Further on we hit vegetables, and I made Yemista – stuffed vegetables. I can’t quite imagine stuffing eggplants and my love isn’t a huge fan, so I just went with tomatoes and capsicum. I’d seen some American cooking show where the woman did ‘deconstructed’ stuffed capsicums – don’t worry, she was being sly about and knew this was entirely the cheat’s way of making them – and I had every intention of making the filling (mince, rice, tomato) and then piling the capsicum and tomato on top or something. But in the end I actually properly stuffed them (and how organised is this, I made that bit the day before and just had to cook them the next day for dinner!). They were quite tasty, although I think either the stuffing or the sauce (which was a very basic tomato sauce) needed something a bit richer. Possibly just more tomato.

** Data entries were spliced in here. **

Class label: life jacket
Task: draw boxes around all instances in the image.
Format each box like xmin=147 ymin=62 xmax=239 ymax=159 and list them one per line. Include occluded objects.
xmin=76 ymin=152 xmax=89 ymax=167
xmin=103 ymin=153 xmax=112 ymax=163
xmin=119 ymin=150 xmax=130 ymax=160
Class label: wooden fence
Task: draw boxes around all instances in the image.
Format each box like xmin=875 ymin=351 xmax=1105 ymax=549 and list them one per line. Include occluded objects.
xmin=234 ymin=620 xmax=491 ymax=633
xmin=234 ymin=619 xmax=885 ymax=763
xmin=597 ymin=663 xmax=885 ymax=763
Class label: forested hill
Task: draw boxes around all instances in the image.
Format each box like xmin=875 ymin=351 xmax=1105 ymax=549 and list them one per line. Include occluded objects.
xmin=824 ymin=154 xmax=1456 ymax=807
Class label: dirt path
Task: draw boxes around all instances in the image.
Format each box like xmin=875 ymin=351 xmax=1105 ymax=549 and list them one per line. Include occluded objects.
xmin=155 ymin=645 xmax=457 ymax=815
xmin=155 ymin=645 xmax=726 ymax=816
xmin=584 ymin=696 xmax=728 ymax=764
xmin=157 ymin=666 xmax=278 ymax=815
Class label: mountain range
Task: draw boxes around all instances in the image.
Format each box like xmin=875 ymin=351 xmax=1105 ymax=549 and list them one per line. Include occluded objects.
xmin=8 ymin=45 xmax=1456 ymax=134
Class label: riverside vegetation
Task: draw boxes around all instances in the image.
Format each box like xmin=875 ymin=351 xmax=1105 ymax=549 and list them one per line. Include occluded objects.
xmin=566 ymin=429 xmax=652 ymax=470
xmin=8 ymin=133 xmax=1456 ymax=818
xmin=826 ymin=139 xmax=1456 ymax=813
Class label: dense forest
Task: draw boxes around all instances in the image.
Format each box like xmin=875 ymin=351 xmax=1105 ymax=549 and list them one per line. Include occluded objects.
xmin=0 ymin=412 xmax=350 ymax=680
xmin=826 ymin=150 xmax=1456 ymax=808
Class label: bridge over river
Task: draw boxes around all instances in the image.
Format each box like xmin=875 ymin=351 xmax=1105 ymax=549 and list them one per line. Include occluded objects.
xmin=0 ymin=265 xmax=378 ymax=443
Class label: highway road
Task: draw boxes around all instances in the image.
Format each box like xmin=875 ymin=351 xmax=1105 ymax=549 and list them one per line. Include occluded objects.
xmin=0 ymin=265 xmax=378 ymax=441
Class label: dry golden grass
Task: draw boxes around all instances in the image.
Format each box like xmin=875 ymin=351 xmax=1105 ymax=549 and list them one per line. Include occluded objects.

Then there’s Afelia, which is apparently anything with cracked coriander seeds. I made mushrooms with coriander – fry them off, add some red wine, add coriander – and given I love coriander in all its forms I liked it. I would have liked more ideas in this section about what sort of food it should accompany, though. I also made the pork version, which was quite a Moment for me since I’m not sure I’ve personally cooked pork more than… once before? Basically it just tasted like coriander, though; I didn’t think the pork came through at all. Maybe that’s just pork.

Finally, fish: Psari Savoro (fish with rosemary and vinegar). I used Australian rockling. We went through a bit of a fish phase a few years ago but haven’t been back in ages; I’ve just not found a convenient and good fishmonger. There’s apparently one a bit north of where we are, though, that I’ll have to try – I think this cookbook is likely to have some good seafood recipes. Anyway: salting the fish was an intriguing suggestion, and then coating with flour of course made it crisp up a bit and leave flour to thicken the sauce. My love cooked the fish and did it very well. The sauce was made up of garlic, rosemary, vinegar (we used cider instead of brown) and white wine. It thickened up heaps more than I expected, and was basically tasty although too heavy on the vinegar for my taste. One I will quite likely be revisiting.

Starting with Cyrpus was an … interesting choice. It wasn’t an overwhelming success – I didn’t love everything – but there wasn’t anything that I hated the taste of. I’ll be a bit more cautious as I go further into the book as I’ve not always found Mallos’ instructions to be as straightforward as I’d like. With both the pork and the fish, she says to fry until ‘just cooked through’ – but no instructions about what that looks like. It’s surely not hard to say ‘until the pork is white through’ or ‘until the fish is white and flakes’? Even expert cooks aren’t going to get annoyed by a few extra words, are they?

None of these were particularly photogenic, hence the lack of pics.